I giochi di carte occupano un ruolo importante nella storia e nelle tradizioni del nostro Paese. Ancora oggi, nonostante le moltissime comodità concesse dalla rete, i mazzi di carte sono diffusi tra le piazze, sui mezzi di trasporto o sotto l’ombrellone, perché permettono di stare in compagnia e divertirsi con poco e in breve tempo. Di certo il settore dell’intrattenimento non sarà il più importante in assoluto per quanto riguarda l’economia nazionale, ma comunque contribuisce fattivamente al folklore nazionale. Lo dimostra anche il fatto che in giro per lo Stivale è possibile imbattersi in molteplici tipologie di mazzi regionali, in alcuni dei quali risultano evidenti simboli e raffigurazioni volti ad omaggiare una specifica città.


Spesso quando si sente parlare di giochi di carte si pensa subito a giochi semplici, tutt’altro che complessi, perché si è abituati a praticarli nella dimensione domestica. Chi frequenta invece delle apposite sale sa che alcuni giochi sono particolarmente strutturati e che richiedono la presenza di alcune figure fondamentali. Nel blackjack, ad esempio, tutti i partecipanti sanno cosa fa esattamente il croupier, che diventa di fatto l’avversario da sfidare a turno. Se si restringe il cerchio ai giochi tipicamente italiani, però, bisogna scartare buona parte di quelli che prevedono l’utilizzo di carte francesi. Tra le regioni nostrane che più curano la tradizione dei giochi di carte figura la Toscana, dove è possibile reperire mazzi più antichi, oggetto del desiderio dei collezionisti, come mazzi molto più recenti.


A Firenze e dintorni non si gioca solo a scopa o a briscola. Alcuni giochi sono effettivamente tipici della Toscana e vengono individuati nella “bassetta” e nelle “minchiate fiorentine”. Nel primo caso si tratta di un gioco le cui origini risalirebbero addirittura al XV secolo. Le regole sono elementari: chi alla fine di una mano si ritrova con la carta dal valore più elevato vince. Un gioco estremamente semplice, ma talmente popolare che il celebre scrittore fiorentino Lorenzo il Magnifico arrivò a farne menzione nei “Canti carnascialeschi”.
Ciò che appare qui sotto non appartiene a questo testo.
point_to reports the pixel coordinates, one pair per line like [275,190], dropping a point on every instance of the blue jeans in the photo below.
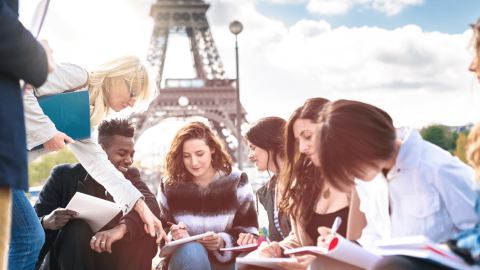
[27,235]
[193,256]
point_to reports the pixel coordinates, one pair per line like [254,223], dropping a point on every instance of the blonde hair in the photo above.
[473,150]
[129,68]
[475,43]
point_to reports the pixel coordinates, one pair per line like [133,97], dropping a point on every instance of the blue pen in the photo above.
[266,235]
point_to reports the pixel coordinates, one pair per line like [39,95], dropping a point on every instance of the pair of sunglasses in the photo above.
[132,93]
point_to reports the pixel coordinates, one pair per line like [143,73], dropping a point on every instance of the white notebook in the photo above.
[169,248]
[95,211]
[265,262]
[342,250]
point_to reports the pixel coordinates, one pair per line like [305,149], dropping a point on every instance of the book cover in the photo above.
[70,112]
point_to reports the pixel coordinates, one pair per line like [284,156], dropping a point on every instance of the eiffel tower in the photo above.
[210,94]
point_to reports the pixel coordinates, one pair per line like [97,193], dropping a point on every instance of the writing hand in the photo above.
[325,236]
[57,142]
[246,238]
[302,264]
[213,242]
[270,251]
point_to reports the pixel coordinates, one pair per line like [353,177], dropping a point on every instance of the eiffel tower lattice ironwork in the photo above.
[210,94]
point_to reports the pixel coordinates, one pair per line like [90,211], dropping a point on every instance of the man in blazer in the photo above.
[21,57]
[70,243]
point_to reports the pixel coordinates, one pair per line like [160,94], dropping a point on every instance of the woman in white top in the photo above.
[115,85]
[407,186]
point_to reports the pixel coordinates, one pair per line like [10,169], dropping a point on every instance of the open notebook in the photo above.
[416,246]
[248,248]
[270,263]
[95,211]
[169,248]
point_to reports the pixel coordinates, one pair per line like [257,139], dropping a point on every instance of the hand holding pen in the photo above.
[327,234]
[178,231]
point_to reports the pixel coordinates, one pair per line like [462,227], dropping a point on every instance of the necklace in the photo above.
[326,193]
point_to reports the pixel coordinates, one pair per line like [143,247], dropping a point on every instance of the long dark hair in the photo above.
[301,180]
[176,171]
[352,134]
[269,134]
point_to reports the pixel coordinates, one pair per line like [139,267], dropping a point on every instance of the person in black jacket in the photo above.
[70,243]
[21,57]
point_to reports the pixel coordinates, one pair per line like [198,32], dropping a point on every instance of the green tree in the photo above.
[39,171]
[435,135]
[461,151]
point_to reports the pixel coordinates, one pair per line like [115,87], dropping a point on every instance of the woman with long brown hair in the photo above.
[407,186]
[202,192]
[466,243]
[306,197]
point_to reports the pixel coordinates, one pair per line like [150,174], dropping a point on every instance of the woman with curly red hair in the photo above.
[202,192]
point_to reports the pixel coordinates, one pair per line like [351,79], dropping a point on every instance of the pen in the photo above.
[171,224]
[336,225]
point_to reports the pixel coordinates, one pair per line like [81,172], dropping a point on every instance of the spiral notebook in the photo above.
[70,112]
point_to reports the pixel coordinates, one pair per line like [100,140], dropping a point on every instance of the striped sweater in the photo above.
[226,206]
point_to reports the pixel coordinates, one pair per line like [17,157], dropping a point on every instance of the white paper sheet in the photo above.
[169,248]
[95,211]
[265,262]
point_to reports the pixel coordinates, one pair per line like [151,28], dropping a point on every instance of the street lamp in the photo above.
[236,28]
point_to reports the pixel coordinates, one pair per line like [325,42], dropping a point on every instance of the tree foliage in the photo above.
[461,151]
[436,135]
[39,171]
[453,142]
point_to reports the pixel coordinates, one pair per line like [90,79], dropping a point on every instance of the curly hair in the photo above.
[175,170]
[108,128]
[301,180]
[269,134]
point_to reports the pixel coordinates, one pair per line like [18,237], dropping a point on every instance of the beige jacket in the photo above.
[299,237]
[40,129]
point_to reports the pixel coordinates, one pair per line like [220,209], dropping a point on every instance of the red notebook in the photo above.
[249,247]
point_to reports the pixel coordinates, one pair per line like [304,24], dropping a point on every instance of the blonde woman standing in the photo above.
[118,84]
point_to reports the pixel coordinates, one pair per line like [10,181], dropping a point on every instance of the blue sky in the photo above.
[446,16]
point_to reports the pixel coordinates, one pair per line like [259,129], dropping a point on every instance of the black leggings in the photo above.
[407,263]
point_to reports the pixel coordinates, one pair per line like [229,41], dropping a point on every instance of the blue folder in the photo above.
[70,112]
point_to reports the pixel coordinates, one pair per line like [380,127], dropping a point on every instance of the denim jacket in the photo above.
[40,129]
[427,192]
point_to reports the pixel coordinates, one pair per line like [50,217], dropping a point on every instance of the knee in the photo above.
[190,256]
[38,237]
[75,230]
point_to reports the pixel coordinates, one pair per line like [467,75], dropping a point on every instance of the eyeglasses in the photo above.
[132,93]
[476,31]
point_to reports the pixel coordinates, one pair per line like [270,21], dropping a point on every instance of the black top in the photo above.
[327,220]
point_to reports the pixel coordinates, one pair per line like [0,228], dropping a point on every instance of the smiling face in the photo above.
[120,152]
[120,96]
[304,131]
[197,158]
[473,68]
[259,156]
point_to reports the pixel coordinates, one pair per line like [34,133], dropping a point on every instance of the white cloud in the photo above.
[333,7]
[418,77]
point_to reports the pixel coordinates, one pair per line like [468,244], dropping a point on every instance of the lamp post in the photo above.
[236,28]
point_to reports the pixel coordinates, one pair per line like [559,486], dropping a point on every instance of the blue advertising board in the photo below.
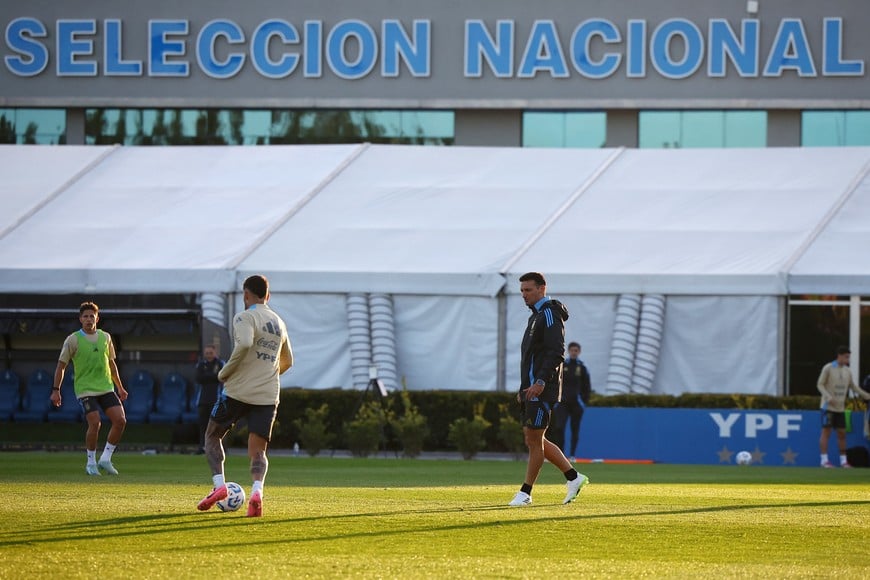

Ben presto, però, la bassetta divenne addirittura illegale e finì con l’essere rimpiazzato da un altro gioco, ossia il faraone. Le regole prevedevano che il mazziere disponesse le carte sul tavolo per poi dare il via a delle vere e proprie puntate su una o più carte coperte. In seguito il mazziere avrebbe estratto altre carte: quelle uguali alle prime sarebbero risultate perdenti, mentre quelle uguali alle seconde invece vincenti. Un gioco sicuramente diverso dai soliti e anche per questo più avvincente, almeno ai tempi.


Le minchiate fiorentine hanno una storia assai differente, in quanto pare che siano legate ai tarocchi. Questo gioco è divenuto via via sempre meno conosciuto perché richiedeva l’utilizzo di un mazzo da 97 carte, con 56 semi e 41 trionfi. Le regole, inoltre, non erano affatto semplici: l’obiettivo era alla fin fine quello di accaparrarsi una certa tipologia di tessere conseguendo punti tra prese e combinazioni varie di carte, note come “versicole”. Il gioco proseguiva finché non si esaurivano le carte del mazzo, dopodiché si procedeva al conteggio dei punti. Purtroppo, complice anche il proliferare delle soluzioni digitali che permettono di praticare a distanza i giochi di carte molto più conosciuti, alcune chicche sono andate quasi del tutto perse nel tempo.